Now to the bad neighbours. These have four legs, long ears and a white bobtail. For much of the time we coexist on the farm, aahing at the pretty little babies, feeling sad when myxamatosis strikes. If we get over-run with rabbits then we ask the shooters to come in and get rid of a few quickly and cleanly, but most of the time we tolerate them.
But yesterday Tess and I went down to the vegetable garden, which is well-protected against rabbits by wire netting all round. I went for a Cos lettuce for the salad; Tess came along for the walk. I opened the gate - Tess took off like a rocket, completely missing the fact that the salad leaves, beetroot and parsley seedlings were covered in green netting. She did a multiple somersault over the netting and made for the cos lettuce row (not protected) where a rabbit sat calmly eating a lettuce leaf. It shot I know not where. The farmer has done a recce round the garden today and he can't find a space. His response to the fact that it was eating my Cos was that if that was all it got then it didn;t really matter as it would be a few less for him to eat (Cos lettuce is not on his favourite menu).

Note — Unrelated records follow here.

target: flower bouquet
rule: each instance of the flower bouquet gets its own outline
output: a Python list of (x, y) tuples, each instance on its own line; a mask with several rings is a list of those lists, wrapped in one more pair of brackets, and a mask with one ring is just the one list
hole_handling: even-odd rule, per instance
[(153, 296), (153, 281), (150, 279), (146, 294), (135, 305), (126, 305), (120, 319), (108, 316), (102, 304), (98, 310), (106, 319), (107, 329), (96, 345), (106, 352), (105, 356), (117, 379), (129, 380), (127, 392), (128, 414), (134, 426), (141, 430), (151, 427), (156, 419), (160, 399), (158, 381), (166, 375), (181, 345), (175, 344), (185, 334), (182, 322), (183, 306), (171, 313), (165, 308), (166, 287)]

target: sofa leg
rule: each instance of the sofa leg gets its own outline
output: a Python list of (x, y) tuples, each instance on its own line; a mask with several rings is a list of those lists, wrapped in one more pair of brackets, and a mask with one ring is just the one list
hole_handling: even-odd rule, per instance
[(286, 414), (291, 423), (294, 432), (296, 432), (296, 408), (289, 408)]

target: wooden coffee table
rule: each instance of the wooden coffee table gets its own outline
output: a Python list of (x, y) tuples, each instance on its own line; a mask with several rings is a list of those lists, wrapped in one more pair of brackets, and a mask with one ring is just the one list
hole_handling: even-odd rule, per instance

I think it needs to start on his beloved pea rows for him to sit up and take notice. Meanwhile I continue to tolerate this bad neighbour and hope it keeps out in future.
Incidentally - 108 bales of hay from two small fields - nicely stacked in the hay barn and already commandeered by the two farm cats who can survey the baby swallows from a great height - the yard is full of them and the parents give the cats very short shrift if they venture out anywhere near their babies.
The photograph shows neighbour G collecting the bales in the failing light.